With the advent of large-scale visual-language models (LVLMs), research on their applications in multimodal environments has been greatly propelled, particularly in the field of video understanding. Traditional VideoQA benchmarks, while providing some quantitative metrics, have significant limitations. They often fail to comprehensively cover various aspects of video content, such as complex plot developments, subtle emotional expressions, and various detailed elements. Additionally, these traditional benchmarks are inadequate in assessing models' temporal understanding abilities, unable to fully and accurately measure models' comprehension and grasp of temporal information in videos.
To effectively overcome these limitations, we have conducted in-depth research and meticulous planning to introduce a new quantitative benchmark—MMBench-Video. The benchmark was designed to evaluate LVLMs' capabilities in video understanding in a more rigorous and comprehensive manner. MMBench-Video, in its construction, fully considers the diversity and complexity of videos. It innovatively integrates long videos from YouTube, which contain rich content and complex structures, better simulating various real-life video scenarios and providing models with more challenging and realistic testing environments.
Furthermore, MMBench-Video adopts a free-form question setting approach. This question format is closer to real-world applications and better reflects actual use-case scenarios. Through this method, we can more accurately examine models' performance when faced with various practical questions, not just the more fixed and patterned question forms in traditional benchmarks.
The design of MMBench-Video is meticulous, with one of its core goals being to delve into models' temporal reasoning abilities. All questions are manually annotated based on a carefully constructed capability taxonomy. This manual annotation ensures the accuracy and relevance of the questions, effectively guiding models to analyze and reason about temporal information in videos, thereby more accurately assessing models' abilities in temporal understanding.
In the evaluation process, we used GPT-4 for automatic evaluation. As an advanced language model, GPT-4 offers high accuracy and robustness. Compared to earlier LLM-based evaluation methods, it provides more reliable evaluation results.
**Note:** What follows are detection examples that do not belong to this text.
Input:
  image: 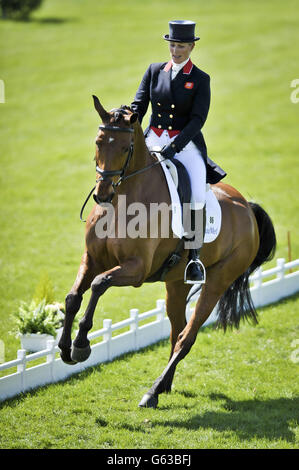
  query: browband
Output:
[99,125,134,133]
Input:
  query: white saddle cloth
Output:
[152,148,222,243]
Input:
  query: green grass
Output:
[0,0,299,446]
[0,296,299,449]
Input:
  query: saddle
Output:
[145,149,221,282]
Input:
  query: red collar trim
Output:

By leveraging GPT-4's capabilities, we can more accurately measure LVLMs' performance on the MMBench-Video benchmark, thus better understanding the strengths and weaknesses of models in video understanding.
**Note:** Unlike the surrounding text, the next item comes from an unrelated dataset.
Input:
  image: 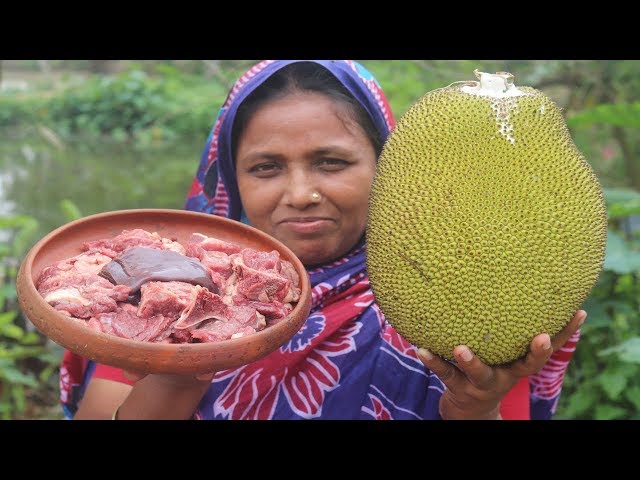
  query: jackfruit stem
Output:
[460,69,526,98]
Using the MMBench-Video benchmark, we conducted comprehensive and systematic evaluations. The evaluation subjects included proprietary and open-source LVLMs for images and videos. Through this extensive evaluation, we can gain a more comprehensive and in-depth understanding of the capabilities of different types of LVLMs in video understanding, providing an important basis for further improving and optimizing these models.
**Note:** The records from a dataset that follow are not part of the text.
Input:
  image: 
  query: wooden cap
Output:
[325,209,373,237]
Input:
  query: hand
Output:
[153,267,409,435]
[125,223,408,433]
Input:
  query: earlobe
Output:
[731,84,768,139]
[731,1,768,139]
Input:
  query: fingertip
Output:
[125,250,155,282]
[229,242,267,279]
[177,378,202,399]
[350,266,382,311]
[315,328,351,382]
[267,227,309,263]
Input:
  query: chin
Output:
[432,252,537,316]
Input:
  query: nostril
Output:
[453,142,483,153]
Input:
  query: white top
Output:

As a carefully crafted benchmark, MMBench-Video is undoubtedly a valuable resource for the research community. It provides a more scientific, accurate, and comprehensive standard for LVLM evaluation, helping to continuously improve and perfect LVLM evaluation methods. Moreover, it will greatly promote research progress in the field of video understanding, providing strong support for the development of more advanced and efficient video understanding models. Additionally, the evaluation code for MMBench-Video will be integrated into VLMEvalKit, further facilitating researchers in using this benchmark for related research and evaluation work, enhancing research efficiency and accuracy.